Knowledge Graph

The Technical Definition

A knowledge graph is a structured representation of entities and the relationships between them. Each entity is a node — a customer, a product, a contract, an employee, a supplier. Each relationship is an edge — “ACME Corp signed contract C-2271 with our Northeast division on 2024-03-15, renewed 2025-09-12, with John Park as the primary contact.” Graphs store facts in a queryable structure where you can traverse from one node to another along typed relationships.

This is different from vector retrieval, which stores documents as points in similarity space. Vectors find documents that mean similar things. Graphs answer questions about specific connections — who reports to whom, which contracts depend on which suppliers, which products share which components, which customers are affected by which outages.

What This Actually Means for Your Business

Vector-only RAG hit a quality ceiling in 2025 on a specific class of question: anything that requires reasoning across multiple connected entities. “Which of our enterprise customers signed contracts that include Section 7 indemnification carveouts AND have renewals coming up in the next 90 days?” That’s not a similarity search. That’s a structured query over relationships, and a vector database can’t answer it cleanly no matter how good the embeddings get.

This is why graphs are coming back. Microsoft’s GraphRAG (released 2024), Neo4j’s vector-graph hybrid offerings, and a wave of 2025–2026 enterprise deployments are all responding to the same problem: pure vector retrieval was great for “find me documents about X” and terrible for “find me the connection between X and Y across these three steps.”

Here’s the practical pattern. Your contracts, customer records, employee directory, supplier list, and product catalog already exist as structured data in CRM, ERP, HRIS, and contract management systems. That structure is a knowledge graph in everything but name. When you build RAG on top of unstructured documents alone, you throw away the structure that already exists in your business systems. You then ask an LLM to reconstruct the relationships from text, which it does badly.

The companies getting the most lift from graphs in 2026 are doing the opposite. They’re extracting entities and relationships from their unstructured corpus (contracts, emails, call notes), merging that into the structured data they already have, and querying the combined graph. The LLM still generates the natural-language answer, but the retrieval layer can now answer multi-hop questions that vector search couldn’t touch.

The cost is real. Building and maintaining a knowledge graph is harder than ingesting documents into a vector store. Entity resolution (is “ACME Corp” the same as “Acme Corporation Inc.”?) is its own engineering problem. Relationship extraction from unstructured text needs an LLM and a verification step. Graphs go stale when entities change names, contracts get amended, or org charts move. This is a data engineering effort, not a vendor SaaS purchase, and the teams that succeed treat it that way.

Reality Check

What the vendor says: “Our knowledge graph automatically maps your entire business.”

What that means in practice: They ran an entity-extraction model over your documents and produced a graph that’s 70% accurate and goes stale the moment your data changes.
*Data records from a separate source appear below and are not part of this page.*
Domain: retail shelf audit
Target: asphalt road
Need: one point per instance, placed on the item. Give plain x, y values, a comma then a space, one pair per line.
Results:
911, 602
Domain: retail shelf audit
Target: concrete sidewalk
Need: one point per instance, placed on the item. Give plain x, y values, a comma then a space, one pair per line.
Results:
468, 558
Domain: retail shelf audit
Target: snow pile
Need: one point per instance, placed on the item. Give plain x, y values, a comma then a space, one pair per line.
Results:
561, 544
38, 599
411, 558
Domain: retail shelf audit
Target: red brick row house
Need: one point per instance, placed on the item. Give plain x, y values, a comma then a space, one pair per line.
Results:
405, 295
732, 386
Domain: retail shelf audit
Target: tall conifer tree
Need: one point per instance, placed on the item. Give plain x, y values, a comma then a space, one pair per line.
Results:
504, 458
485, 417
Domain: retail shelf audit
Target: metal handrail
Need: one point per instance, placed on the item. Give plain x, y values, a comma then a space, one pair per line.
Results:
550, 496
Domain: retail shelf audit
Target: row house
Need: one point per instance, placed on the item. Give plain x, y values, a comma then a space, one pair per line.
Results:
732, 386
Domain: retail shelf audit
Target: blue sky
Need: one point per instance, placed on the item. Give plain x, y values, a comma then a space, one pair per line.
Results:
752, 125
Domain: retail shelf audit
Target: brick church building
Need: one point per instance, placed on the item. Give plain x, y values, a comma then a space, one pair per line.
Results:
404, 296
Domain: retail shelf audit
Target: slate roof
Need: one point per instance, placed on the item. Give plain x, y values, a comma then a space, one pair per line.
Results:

The graph is a useful starting point. Treating it as a finished product is how you ship a system that confidently surfaces wrong relationships.

What Operators Actually Do

The companies getting real value from knowledge graphs in 2026 do three things. First, they start from structured data they already trust — CRM accounts, contracts, org chart, product catalog — and treat that as the spine. They extend the graph by extracting entities from unstructured text only after the spine is solid. Building a graph entirely from unstructured documents is a research project, not a deployment.

Second, they use graphs and vectors together. Vector retrieval pulls candidate documents. The graph supplies structured context — “this clause is from a contract with ACME, who also has these other three contracts, two of which are coming up for renewal.” The LLM gets both, and the answer quality on multi-hop questions improves materially over either method alone.

Third, they invest in entity resolution as a first-class problem. Most enterprise data has the same customer in multiple systems under slightly different names. The graph is only as useful as its node identity. Teams that skip this step ship a graph full of duplicates and the system performs worse than vector-only would have.

The Questions to Ask

1. What’s the source of truth for the graph spine? A graph extracted entirely from documents is a research artifact. A graph anchored in your CRM, contract system, and product catalog — extended by document extraction — is a production asset. Which one are you being sold?

2. How is entity resolution handled when systems disagree? Your customer master file says “ACME Corp,” your contract system says “Acme Corporation Inc.,” and a sales email refers to “Acme.” How does the graph collapse those to one node, and what happens when it gets the merge wrong?

3. How does the graph stay in sync as data changes? Contracts get amended. People change roles. Suppliers get acquired. A graph that updates monthly is a graph that’s wrong most of the time. What’s the refresh mechanism, and how is staleness detected?